Special Counsel Robert Mueller’s report documented numerous instances of foreign actors seeking to assist the Trump Campaign during the 2016 presidential election. On one occasion, Donald Trump, Jr. accepted a meeting with purported Russian government officials, knowing that these officials were offering “dirt” on his father’s opponent in the 2016 presidential election. Instead of reacting with concern or alarm that a foreign power was trying to meddle in a U.S. election in violation of federal law, Trump, Jr. wrote, “if it’s what you say, I love it.” He and his colleagues – then-Trump Campaign Manager Paul Manafort and Donald Trump’s son-in-law Jared Kushner – later met with the Russian representatives to do so.
Under current law, it is illegal for any foreign national, country, or entity to provide anything of value to a campaign or make an expenditure to influence a U.S. election. It is also illegal for a U.S. citizen to solicit or accept such assistance. But there is no legal requirement for Americans to report offers of such assistance. Had law enforcement been alerted to these incidents, Russia’s vast and sophisticated measures to attack our democracy could have been discovered much earlier. Enacting the Duty to Report Act will safeguard our democracy from foreign interference and ensure that US persons are held accountable for welcoming malign assistance from foreign governments attempting to influence our democratic processes.
“This isn’t a Democratic or Republican issue – any of our nation’s foes could try to tip the scale on behalf of any party’s candidate,” Swalwell said. “We’re all Americans, and we have to behave that way. Most of us probably hoped this would be common sense, but unfortunately, it seems we must specify it. This isn’t meant as a rebuke to President Trump or as an effort to relitigate the 2016 election—it’s a preventative, defensive measure for the future.”

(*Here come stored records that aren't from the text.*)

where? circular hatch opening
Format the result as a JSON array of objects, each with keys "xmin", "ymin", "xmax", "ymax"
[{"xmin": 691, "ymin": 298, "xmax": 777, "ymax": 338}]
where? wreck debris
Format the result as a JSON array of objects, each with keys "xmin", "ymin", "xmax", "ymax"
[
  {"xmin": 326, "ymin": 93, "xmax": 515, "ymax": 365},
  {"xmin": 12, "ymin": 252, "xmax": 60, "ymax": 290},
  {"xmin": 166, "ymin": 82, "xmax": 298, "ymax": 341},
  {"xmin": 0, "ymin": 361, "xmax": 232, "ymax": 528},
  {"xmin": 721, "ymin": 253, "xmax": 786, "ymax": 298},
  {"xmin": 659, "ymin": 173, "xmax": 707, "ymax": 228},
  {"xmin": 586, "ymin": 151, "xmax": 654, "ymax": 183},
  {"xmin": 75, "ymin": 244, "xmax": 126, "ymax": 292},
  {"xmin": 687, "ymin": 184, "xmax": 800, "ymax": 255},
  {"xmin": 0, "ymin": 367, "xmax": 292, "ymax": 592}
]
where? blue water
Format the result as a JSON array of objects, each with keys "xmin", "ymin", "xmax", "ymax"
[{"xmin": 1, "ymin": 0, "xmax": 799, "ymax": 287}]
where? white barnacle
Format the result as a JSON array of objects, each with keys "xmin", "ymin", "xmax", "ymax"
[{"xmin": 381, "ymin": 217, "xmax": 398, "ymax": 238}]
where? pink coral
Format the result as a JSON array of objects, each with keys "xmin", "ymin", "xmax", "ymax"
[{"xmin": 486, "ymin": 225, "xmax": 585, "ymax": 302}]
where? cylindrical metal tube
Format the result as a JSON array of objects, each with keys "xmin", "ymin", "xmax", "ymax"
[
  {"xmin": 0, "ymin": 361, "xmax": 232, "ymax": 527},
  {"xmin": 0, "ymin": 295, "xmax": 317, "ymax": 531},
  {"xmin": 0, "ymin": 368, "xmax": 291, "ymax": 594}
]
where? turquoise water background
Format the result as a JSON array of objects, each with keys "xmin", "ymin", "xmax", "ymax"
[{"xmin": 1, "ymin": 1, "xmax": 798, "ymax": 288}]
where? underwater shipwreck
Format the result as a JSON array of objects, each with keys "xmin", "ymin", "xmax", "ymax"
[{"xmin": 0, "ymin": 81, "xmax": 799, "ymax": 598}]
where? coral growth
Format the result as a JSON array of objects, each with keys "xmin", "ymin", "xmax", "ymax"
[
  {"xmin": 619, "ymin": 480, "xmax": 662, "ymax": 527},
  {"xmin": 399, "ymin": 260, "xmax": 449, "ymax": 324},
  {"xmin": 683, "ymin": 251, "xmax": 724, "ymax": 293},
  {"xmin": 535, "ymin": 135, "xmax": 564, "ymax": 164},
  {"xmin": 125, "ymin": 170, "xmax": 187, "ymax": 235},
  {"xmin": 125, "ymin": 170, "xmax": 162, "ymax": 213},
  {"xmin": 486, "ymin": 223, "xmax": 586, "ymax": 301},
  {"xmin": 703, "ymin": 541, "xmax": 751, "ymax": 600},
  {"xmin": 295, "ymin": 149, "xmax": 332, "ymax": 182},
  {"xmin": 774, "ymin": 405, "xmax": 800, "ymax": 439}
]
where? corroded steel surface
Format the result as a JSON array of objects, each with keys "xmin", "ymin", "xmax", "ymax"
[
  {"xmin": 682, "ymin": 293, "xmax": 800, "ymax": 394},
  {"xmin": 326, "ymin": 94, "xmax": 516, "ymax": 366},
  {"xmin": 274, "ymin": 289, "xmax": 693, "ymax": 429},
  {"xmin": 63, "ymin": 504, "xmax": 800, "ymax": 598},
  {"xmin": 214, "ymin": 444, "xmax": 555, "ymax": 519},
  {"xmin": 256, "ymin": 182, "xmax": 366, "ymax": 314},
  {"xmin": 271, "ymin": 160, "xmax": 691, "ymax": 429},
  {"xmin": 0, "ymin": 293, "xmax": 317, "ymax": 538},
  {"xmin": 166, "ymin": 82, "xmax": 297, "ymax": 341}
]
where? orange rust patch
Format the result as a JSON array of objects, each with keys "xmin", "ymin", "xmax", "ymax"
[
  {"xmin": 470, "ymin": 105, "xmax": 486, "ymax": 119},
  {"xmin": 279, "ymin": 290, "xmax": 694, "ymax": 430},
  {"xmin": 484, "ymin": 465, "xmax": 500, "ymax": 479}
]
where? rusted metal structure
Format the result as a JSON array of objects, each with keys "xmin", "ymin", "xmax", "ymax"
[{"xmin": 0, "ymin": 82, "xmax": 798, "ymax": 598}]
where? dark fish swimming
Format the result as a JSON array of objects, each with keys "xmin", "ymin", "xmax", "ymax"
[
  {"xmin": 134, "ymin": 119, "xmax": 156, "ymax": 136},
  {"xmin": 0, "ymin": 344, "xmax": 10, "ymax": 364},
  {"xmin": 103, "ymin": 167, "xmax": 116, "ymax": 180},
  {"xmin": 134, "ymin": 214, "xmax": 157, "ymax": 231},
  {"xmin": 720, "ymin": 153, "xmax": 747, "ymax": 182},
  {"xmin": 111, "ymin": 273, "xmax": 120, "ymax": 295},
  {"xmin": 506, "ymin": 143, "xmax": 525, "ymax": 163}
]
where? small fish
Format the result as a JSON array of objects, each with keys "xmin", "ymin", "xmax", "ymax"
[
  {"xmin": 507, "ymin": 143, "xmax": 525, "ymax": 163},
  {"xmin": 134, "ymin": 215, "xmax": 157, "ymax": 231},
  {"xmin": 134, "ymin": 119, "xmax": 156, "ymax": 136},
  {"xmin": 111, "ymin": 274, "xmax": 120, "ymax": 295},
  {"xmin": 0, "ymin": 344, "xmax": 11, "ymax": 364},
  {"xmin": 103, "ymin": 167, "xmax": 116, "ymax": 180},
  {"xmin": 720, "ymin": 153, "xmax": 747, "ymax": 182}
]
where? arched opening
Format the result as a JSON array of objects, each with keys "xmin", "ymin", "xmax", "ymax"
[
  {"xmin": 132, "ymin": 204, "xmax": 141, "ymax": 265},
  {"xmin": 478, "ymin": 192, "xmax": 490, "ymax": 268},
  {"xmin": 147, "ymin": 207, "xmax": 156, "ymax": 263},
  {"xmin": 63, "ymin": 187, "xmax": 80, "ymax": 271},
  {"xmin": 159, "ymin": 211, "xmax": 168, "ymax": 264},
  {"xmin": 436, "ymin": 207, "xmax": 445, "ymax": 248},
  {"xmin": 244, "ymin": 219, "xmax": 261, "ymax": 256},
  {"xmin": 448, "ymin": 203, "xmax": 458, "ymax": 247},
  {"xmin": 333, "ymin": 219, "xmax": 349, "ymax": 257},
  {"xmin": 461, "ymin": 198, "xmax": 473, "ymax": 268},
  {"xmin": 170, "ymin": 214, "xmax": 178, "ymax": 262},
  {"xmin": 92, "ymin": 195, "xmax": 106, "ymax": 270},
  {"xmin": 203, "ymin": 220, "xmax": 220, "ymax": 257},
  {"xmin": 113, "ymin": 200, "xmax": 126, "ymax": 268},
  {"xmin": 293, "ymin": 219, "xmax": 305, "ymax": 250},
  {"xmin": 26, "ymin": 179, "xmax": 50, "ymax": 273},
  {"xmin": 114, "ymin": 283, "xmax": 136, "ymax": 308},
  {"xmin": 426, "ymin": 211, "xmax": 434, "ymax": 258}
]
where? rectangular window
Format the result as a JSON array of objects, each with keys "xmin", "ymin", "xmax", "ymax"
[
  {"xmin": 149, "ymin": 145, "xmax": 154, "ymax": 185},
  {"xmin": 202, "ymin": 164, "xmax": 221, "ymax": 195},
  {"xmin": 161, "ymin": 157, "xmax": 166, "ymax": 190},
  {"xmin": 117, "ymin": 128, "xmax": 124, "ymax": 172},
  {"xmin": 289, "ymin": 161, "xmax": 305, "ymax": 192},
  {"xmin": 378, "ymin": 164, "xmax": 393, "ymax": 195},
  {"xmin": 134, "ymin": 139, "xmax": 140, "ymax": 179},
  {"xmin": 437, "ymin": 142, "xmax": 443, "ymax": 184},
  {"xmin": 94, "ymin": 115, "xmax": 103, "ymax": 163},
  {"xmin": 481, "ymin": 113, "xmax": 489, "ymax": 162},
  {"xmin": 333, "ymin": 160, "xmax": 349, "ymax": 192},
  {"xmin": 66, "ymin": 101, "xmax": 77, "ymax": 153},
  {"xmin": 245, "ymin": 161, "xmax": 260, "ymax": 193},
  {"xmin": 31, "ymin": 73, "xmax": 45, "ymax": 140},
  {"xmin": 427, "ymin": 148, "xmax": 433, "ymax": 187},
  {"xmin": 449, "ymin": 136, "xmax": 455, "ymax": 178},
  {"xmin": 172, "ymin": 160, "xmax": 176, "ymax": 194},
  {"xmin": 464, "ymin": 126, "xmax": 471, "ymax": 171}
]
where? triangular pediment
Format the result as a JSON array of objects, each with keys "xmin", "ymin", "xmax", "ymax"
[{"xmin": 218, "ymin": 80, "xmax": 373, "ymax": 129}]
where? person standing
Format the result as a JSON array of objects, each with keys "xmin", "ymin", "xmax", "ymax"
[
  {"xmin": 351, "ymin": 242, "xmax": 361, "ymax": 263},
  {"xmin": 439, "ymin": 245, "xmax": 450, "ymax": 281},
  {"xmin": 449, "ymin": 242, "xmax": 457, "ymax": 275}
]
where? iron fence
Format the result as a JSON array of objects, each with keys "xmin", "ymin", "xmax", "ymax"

“The faster the FEC and FBI know a foreign adversary is attempting to interfere in an election, the more quickly they can respond and guard against further attacks,” Blumenthal said. “Protecting the integrity of our elections – the pillar of our democracy – should be bipartisan priority.”
The legislation is co-sponsored in the House by U.S. Representatives Steve Cohen (D-TN), Hank Johnson (D-GA), Val Demings (D-FL), Ruben Gallego (D-AZ), and Eleanor Holmes Norton (D-DC). The legislation is co-sponsored in the Senate by U.S. Senator Sheldon Whitehouse (D-RI).